Countdown (1967)
8/10
Countdown
8 November 2006
Warning: Spoilers
A geologist(James Caan)working for NASA gets the opportunity of a lifetime. Since US government will not allow perhaps a better candidate(Robert Duvall), an "air-force guy", to pilot the PILGRIM capsule to the moon, a civilian is needed and Caan is their boy. It's all about beating the Russians to the moon and first-time feature film director Robert Altman takes the helm fashioning it into a matter-of-fact documentary type deal where we see how everything takes place prior to launch. The media swarm, the rivalries(Duvall's Chiz is indeed screwed out of an opportunity), how the families cope, the spent time before that fateful trip, the planning, the testing, the debating on who should be piloting the capsule..everything is shown to us so that we get a clear picture of what it is like in not only the pilot's life, but also those that worry about the mission themselves.
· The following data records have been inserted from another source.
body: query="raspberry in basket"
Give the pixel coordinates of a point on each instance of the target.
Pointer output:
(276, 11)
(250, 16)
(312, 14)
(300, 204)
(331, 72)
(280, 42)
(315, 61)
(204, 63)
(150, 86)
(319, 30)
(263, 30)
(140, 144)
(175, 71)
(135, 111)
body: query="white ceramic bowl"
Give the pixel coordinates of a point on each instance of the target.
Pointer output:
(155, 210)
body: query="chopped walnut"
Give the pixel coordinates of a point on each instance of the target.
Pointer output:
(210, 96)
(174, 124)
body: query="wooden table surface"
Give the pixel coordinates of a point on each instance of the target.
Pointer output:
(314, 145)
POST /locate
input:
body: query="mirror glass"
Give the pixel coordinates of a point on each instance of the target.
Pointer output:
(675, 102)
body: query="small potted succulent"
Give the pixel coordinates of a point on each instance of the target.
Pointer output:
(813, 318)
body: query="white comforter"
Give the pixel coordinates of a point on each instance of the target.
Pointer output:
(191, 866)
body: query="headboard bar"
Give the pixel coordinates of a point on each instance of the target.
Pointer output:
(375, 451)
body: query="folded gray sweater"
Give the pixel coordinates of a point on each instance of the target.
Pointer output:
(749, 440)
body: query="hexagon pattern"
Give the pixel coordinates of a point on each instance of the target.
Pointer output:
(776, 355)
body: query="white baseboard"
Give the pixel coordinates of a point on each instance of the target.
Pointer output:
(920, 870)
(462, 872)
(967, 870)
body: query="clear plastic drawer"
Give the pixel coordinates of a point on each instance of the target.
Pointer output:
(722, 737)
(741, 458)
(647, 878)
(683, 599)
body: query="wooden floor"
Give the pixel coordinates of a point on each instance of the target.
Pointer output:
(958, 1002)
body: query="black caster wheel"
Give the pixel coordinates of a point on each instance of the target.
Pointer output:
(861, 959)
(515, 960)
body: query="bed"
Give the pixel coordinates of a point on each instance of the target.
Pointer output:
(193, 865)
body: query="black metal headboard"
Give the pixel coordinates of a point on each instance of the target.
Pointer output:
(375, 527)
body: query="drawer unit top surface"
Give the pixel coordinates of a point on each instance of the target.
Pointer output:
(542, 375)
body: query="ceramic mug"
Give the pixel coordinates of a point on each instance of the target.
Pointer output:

I must say this film is exceptionally well made, with an intelligent approach which tries to explain to us the hullabaloo that surfaces at such a historic event and how that effects Caan and his family along the way. It all comes down to that trip, though, that really provides some suspense. It's a curio piece also considering it features Duvall and Caan in the early stages of their careers as well as seeing the beginning of Altman's reign as an unusual artist with his camera placements and how the characters speak to one another(there is some moments where people talk over each other during discussions mainly in the sequences where Caan is in the capsule nearing the orbit of the moon).